AMÉRIQUE LATINE - Les transformations opérées par les femmes dans la théologie. Les théories du « genre » et la réflexion théologique latino-américaine.

Silvia Regina de Lima Silva

vendredi 16 septembre 2005, mis en ligne par Dial

La théologie dite aujourd’hui « féministe » a d’abord été une théologie élaborée du point de vue des femmes et se situait dans l’horizon de la théologie de la libération. Elle a procédé ultérieurement à une révision plus fondamentale de ses concepts dans le cadre de la théorie du « genre ». Aujourd’hui, elle se fait théologie du quotidien, théologie du corps et du cœur, théologie des retrouvailles avec l’univers, pluriculturelle et œcuménique. Le langage qu’elle tient sur Dieu intègre le visage de la Déesse. Texte de Silvia Regina de Lima Silva, théologienne catholique, paru dans Pasos (Département œcuménique de recherches, Costa Rica), novembre-décembre 2004.
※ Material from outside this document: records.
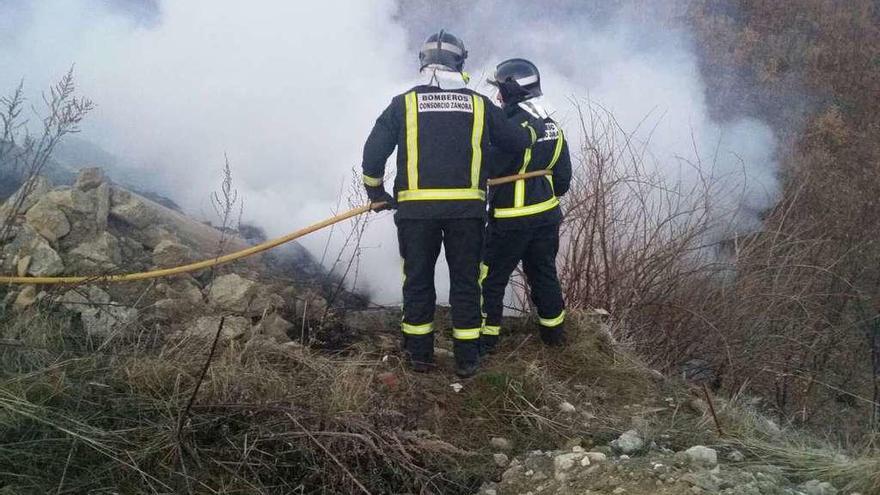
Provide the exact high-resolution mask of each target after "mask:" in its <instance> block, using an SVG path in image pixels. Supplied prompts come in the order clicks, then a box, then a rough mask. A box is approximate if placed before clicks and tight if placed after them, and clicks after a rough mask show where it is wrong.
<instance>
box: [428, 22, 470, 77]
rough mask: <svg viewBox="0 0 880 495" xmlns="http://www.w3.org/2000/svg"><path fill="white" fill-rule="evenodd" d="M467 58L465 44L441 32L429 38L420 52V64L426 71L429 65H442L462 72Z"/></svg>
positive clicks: (453, 37) (460, 71) (451, 68)
mask: <svg viewBox="0 0 880 495" xmlns="http://www.w3.org/2000/svg"><path fill="white" fill-rule="evenodd" d="M466 58H467V50H465V49H464V43H462V42H461V40H460V39H458V38H456V37H455V36H454V35H452V34H449V33H447V32H446V31H444V30H442V29H441V30H440V32H439V33H437V34H432V35H431V36H428V39H426V40H425V43H424V44H422V49H421V50H419V62H420V63H421V67H419V70H421V69H424V68H425V67H427V66H429V65H440V66H443V67H444V68H447V69H449V70H452V71H457V72H461V71H462V69H464V60H465V59H466Z"/></svg>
(…) La réflexion théologique féministe en Amérique latine est née dans le contexte de l’Eglise des pauvres. Dans les années 60 à 80, les mouvements en faveur des droits civiques, les organisations populaires, urbaines et rurales, ont été des espaces marqués par la présence des femmes. Cette activité d’ordre politique trouvait aussi un écho dans les communautés ecclésiales. Le cri des femmes était présent dans le cri des pauvres, comme cri et comme lieu théologique de la théologie de la libération. Dans ce contexte on ne faisait pas référence à une théologie féministe mais à la théologie du point de vue des femmes, à la théologie dans l’optique de la femme. La théologie et l’herméneutique [1] s’attachaient à renforcer l’engagement politique et la participation à la vie de l’Eglise des femmes, tant en référence à la Bible qu’à la théologie. Souvent les rôles assumés par les femmes dans ces espaces étaient une extension des tâches domestiques traditionnelles caractérisées par l’ordre, le souci des autres et leur prise en charge. Il n’y avait pas d’interrogation de fond quant aux identités élaborées sur la base de fonctions imposées par l’Eglise et par la société patriarcale.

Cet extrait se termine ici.